CEO Lowers His Salary to $70,000, Raises Employees’ Salaries to $70,000
While we’re on the subject of Equal Pay Day, here’s another way of increasing pay equality: Dan Price, founder and CEO of Gravity Payments, just announced that he would lower his million-dollar salary to $70,000 in order to pay all of his employees at least $70,000.
As Price told the New York Times:
Mr. Price said he wasn’t seeking to score political points with his plan. From his friends, he heard stories of how tough it was to make ends meet even on salaries that were still well-above the federal minimum of $7.25 an hour.
“They were walking me through the math of making 40 grand a year,” he said, then describing a surprise rent increase or nagging credit card debt.
“I hear that every single week,” he added. “That just eats at me inside.”
The NYT reports that the average salary at Gravity Payments, a credit-card processing company, is currently $48,000. The increase to $70,000 will take place over the next three years, and it will include everyone in Gravity Payments’ 120-person staff who is not currently earning over $70K, or approximately 70 employees total.

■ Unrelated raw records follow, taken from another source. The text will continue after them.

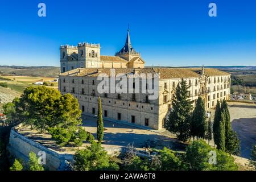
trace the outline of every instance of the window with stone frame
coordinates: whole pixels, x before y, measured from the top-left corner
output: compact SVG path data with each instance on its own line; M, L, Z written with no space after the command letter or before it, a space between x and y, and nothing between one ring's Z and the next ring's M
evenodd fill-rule
M133 93L132 101L136 101L136 98L135 98L135 93Z

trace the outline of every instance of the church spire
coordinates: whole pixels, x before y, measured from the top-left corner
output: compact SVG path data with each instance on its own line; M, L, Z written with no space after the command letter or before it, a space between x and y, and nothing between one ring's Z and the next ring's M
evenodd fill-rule
M128 24L128 29L127 30L127 38L126 38L126 41L125 42L125 45L131 45L131 39L130 39L130 29L129 29L129 25Z

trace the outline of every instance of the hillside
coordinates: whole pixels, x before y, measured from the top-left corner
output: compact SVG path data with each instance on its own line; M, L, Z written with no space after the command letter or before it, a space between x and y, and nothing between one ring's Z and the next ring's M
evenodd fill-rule
M0 65L0 75L56 77L59 75L59 67L20 67Z

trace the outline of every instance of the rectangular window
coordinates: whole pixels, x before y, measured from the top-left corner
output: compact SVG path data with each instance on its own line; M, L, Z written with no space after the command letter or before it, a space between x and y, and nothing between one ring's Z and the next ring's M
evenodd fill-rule
M131 116L131 123L135 123L135 116L134 115Z
M121 120L121 113L117 113L117 119L118 120Z
M145 126L148 126L148 124L149 124L149 119L145 118Z
M82 111L84 112L84 106L82 106Z

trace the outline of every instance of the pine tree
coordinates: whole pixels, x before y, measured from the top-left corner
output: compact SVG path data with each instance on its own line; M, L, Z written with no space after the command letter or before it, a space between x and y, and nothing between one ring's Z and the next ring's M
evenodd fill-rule
M22 171L23 169L23 166L22 164L18 160L15 159L13 166L10 168L10 171Z
M191 135L193 138L197 136L197 140L204 138L207 130L207 122L204 103L201 97L197 99L191 120Z
M101 100L98 97L98 119L97 121L97 139L98 142L101 142L104 135L104 126L102 119L102 111L101 109Z
M240 140L236 132L234 131L231 127L230 115L228 107L228 103L224 100L221 105L222 111L225 115L225 148L226 152L238 155L240 154Z
M176 134L177 139L185 142L191 137L192 101L189 99L186 81L183 78L176 88L172 100L172 110L165 124L167 130Z
M216 108L215 110L214 118L213 120L213 139L214 143L217 144L218 143L218 130L220 126L220 117L221 117L221 108L220 104L218 100L217 101Z
M43 165L38 163L36 154L33 152L29 154L30 160L28 161L29 171L44 171Z
M212 123L210 121L210 118L209 118L208 125L207 127L207 134L205 136L205 139L208 140L208 144L212 139Z
M220 122L220 125L217 130L217 137L218 143L217 144L217 148L225 151L225 123L226 122L226 117L224 112L222 112L221 114L221 120Z

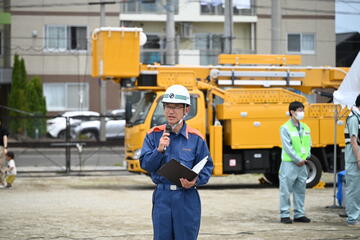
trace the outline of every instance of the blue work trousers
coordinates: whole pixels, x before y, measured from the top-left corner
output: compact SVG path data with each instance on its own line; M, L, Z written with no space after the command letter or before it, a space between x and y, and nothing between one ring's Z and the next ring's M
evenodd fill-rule
M345 181L347 222L351 224L360 217L360 170L356 162L346 163Z
M198 191L168 186L159 184L153 193L154 240L196 240L201 218Z
M290 217L292 193L294 218L305 216L304 201L307 176L308 172L305 165L298 167L293 162L281 162L279 170L281 218Z

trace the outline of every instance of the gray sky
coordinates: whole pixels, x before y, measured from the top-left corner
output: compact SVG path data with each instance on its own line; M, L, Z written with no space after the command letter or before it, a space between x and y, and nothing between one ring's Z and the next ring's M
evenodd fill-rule
M336 33L360 32L360 0L336 0L336 12Z

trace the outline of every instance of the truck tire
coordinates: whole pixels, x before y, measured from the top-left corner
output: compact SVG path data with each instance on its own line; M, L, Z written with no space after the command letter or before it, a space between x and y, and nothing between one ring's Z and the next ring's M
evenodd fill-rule
M310 159L306 164L306 168L308 169L308 179L306 180L306 187L312 188L316 186L321 179L322 166L320 160L314 155L311 155Z
M306 180L306 187L312 188L320 182L322 175L322 166L320 160L311 155L311 158L308 160L306 164L306 168L308 170L308 179ZM264 173L264 177L268 181L268 183L279 186L279 175L278 173Z
M279 186L279 174L278 173L264 173L266 181L275 187Z

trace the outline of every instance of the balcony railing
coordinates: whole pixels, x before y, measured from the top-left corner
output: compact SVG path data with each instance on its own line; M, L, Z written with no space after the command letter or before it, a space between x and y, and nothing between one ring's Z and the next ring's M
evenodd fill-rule
M175 14L179 11L179 0L175 0ZM138 0L121 4L121 13L166 14L166 0Z
M223 4L201 4L201 15L224 15L225 7ZM248 8L249 7L249 8ZM233 14L240 16L254 16L254 0L250 0L250 6L240 5L233 7Z

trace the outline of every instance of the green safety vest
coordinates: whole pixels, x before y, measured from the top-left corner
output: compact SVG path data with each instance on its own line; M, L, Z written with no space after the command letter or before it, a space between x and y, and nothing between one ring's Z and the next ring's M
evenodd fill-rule
M296 155L298 155L301 159L306 159L310 155L310 143L311 143L311 136L310 136L310 128L305 123L301 123L304 128L303 136L299 136L298 129L293 125L292 121L287 121L283 127L285 127L291 138L291 145L294 148ZM284 150L281 152L281 159L285 162L292 162L293 159L287 154Z

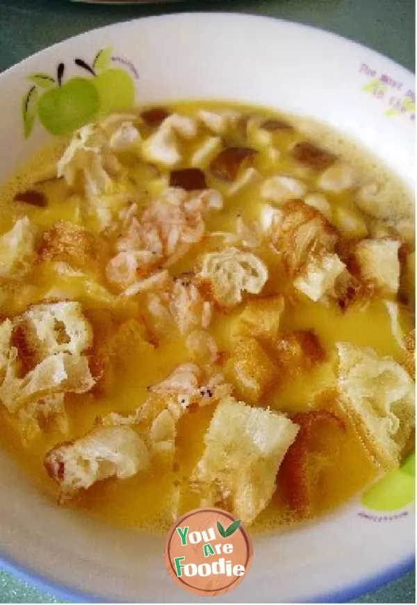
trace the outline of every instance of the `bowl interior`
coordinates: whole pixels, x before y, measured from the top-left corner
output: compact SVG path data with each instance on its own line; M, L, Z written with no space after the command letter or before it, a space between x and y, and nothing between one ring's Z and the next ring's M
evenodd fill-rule
M414 80L390 60L335 36L286 22L232 14L144 19L83 34L0 76L0 180L49 135L36 122L25 139L28 76L79 75L111 48L136 102L227 99L311 116L360 141L410 186L414 180ZM399 86L400 84L400 86ZM47 579L67 598L195 601L166 572L161 537L105 527L60 509L0 453L3 560ZM248 577L226 601L353 599L411 565L414 515L363 514L359 501L321 521L255 537ZM26 570L26 571L25 571ZM62 591L64 591L63 592ZM67 591L67 592L65 592ZM82 596L80 596L82 599Z

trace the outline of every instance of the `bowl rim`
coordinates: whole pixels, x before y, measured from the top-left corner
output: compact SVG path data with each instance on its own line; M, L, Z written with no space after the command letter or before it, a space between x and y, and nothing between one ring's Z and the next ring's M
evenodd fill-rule
M153 21L161 21L163 19L181 20L190 17L193 19L195 19L197 17L199 20L204 19L205 17L214 19L224 19L224 17L227 17L232 18L234 19L239 19L242 21L256 19L259 21L262 20L268 22L277 22L279 23L283 24L287 27L294 28L295 29L316 31L316 32L319 33L320 36L327 37L328 38L332 38L336 42L342 42L343 44L348 43L350 45L353 45L354 47L363 49L368 54L370 54L371 55L373 54L375 58L379 57L379 58L383 58L385 61L389 62L393 65L393 67L395 68L396 70L400 70L404 74L407 74L409 77L411 77L413 79L415 78L415 74L412 72L411 72L409 70L408 70L407 68L404 67L401 64L398 63L391 57L386 56L386 55L382 54L378 51L370 48L361 42L343 36L335 32L329 31L320 27L316 27L316 26L309 25L308 24L300 23L295 21L291 21L289 19L281 19L268 15L257 15L255 13L236 13L233 10L224 10L213 12L186 11L183 13L173 13L165 15L152 15L149 17L136 17L124 21L116 22L115 23L111 23L100 27L92 28L91 29L88 29L85 31L81 32L81 33L76 34L75 36L65 38L58 42L54 42L53 45L45 47L44 48L37 51L35 53L24 57L17 63L15 63L8 68L4 71L0 72L0 81L3 79L3 77L7 77L9 73L14 72L17 68L19 68L26 61L28 61L34 58L37 58L45 51L58 49L58 47L62 44L68 42L76 42L77 40L82 41L84 38L88 38L91 33L97 31L105 32L106 30L113 29L115 27L121 26L131 27L134 25L134 24L142 22L152 22ZM403 559L402 561L396 563L395 565L391 566L391 567L385 569L382 572L369 576L364 580L362 580L357 583L351 584L339 590L330 590L325 593L315 595L306 602L348 602L363 595L367 592L375 590L385 586L389 582L399 579L404 574L411 572L413 569L415 569L415 567L416 554L415 553L414 553L412 555L406 557L404 559ZM34 588L38 590L49 593L49 595L52 597L58 599L63 599L70 602L112 602L108 601L108 599L104 599L102 597L95 595L92 592L90 593L88 592L84 592L83 590L78 590L63 583L56 582L52 579L49 579L47 576L44 576L42 574L38 573L38 572L31 569L30 567L22 565L19 563L18 560L14 559L13 558L10 558L3 554L1 550L0 569L4 570L8 573L14 575L15 577L22 581L27 582L31 586L31 587Z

Why $70,000? Because Price read a PNAS study that correlated $70,000 with happiness. It’s one of those studies that suggests once we earn over a certain salary, more money does not equal more happiness, and Price is ready to test that out—both with his employees, and with himself.
What will it be like to take a ~$930,000 pay cut? Price will probably be able to handle it just fine. The NYT reports that 30-year-old Price lists his “main extravagances” as snowboarding and going to bars, and he drives a 12-year-old Audi that he bartered for.
And what will it be like for the Gravity Payments employees whose salaries double? Here’s one more NYT quote for you:
Hayley Vogt, a 24-year-old communications coordinator at Gravity who earns $45,000, said, “I’m completely blown away right now.” She said she has worried about covering rent increases and a recent emergency room bill.
I wish Gravity Payments the best of success, because I think this is a great idea.